Это «Душечка» И.Ф. Богдановича. Ее читали и любили все: от снобов, читавших по-русски только «Московские ведомости», до тех помещиков, которые и русскую, и французскую книжку лишний раз предпочитали в руки не брать. Только на ней выросло минимум три поколения российских дворян.
Н.М. Карамзин первым сделал русский язык языком современной европейской культуры, он всей своей жизнью закрыл брешь между провинциальной (по отношению к Европе) русской словесностью и вполне европейским сознанием большинства русских дворян. В итоге — на всю первую треть XIX века Карамзин стал самым читаемым автором, причем с одинаковым интересом читались самые разные его произведения: и «Дневник русского путешественника», и сентиментальные повести, и «История государства Российского». А в 90-е годы XVIII века, издаваемый Карамзиным «Московский журнал» был самым популярным в провинции периодическим изданием.
По мере того, как чтение книг и журналов становилось привычным делом, вырабатывалась особая практика, утверждавшая за книгой обязательное время в усадебном распорядке. Книги читали или перед обедом, или вечером. Преобладающей манерой чтения среди помещиков стало чтение вслух[241]. Это, конечно, не значит, что книг не читали в одиночестве. Но чтение вслух вводило книгу в ряд общих усадебных занятий, таких, как прогулка или обед, и было близко старому обычаю что-либо делать под пение сенных девушек. В таком виде чтение было привычнее старшему поколению помещиков, становилось семейным делом.

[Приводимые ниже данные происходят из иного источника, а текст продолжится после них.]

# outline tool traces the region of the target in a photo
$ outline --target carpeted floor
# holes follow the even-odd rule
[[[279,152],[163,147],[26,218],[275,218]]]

Книги, за которыми в XVIII века надо было ездить в Москву, в начале XIX века приобретали у разносчиков. В Москве их только переплетали, например, у известного переплетчика Никиты Водопьянова за 30–40 копеек том: «опрятно, чистенько, хотя и непрочно». Книгами начинали гордиться[242]. Век Просвещения наступил и в России.
Очерк XII
Семья
Слова: «усадьба» и «деревня» значили на рубеже XVIII— Х!Х веков гораздо больше, чем местность или дом. Упоминание деревни в письме или разговоре могло означать отставку (или опалу), хозяйственные заботы или летний отдых. А могло — и женитьбу, устройство семейных дел.
«Пресытясь буйным наслажденьемПресытясь ласками ЦирцейШепчу я часто с умиленьемВ тоске задумчивой моейНельзя ль найти любви надежной?Нельзя ль найти подруги нежной,С кем мог бы в счастливой глушиПредаться неге безмятежнойИ чистым радостям души?»
В этом послании Е.А.Баратынского к Н.М.Коншину (1821 г.) сквозь сентиментальный мотив «неги безмятежной» в «счастливой глуши» просвечивает вполне прозаичная триада: отставка-женитьба-деревня.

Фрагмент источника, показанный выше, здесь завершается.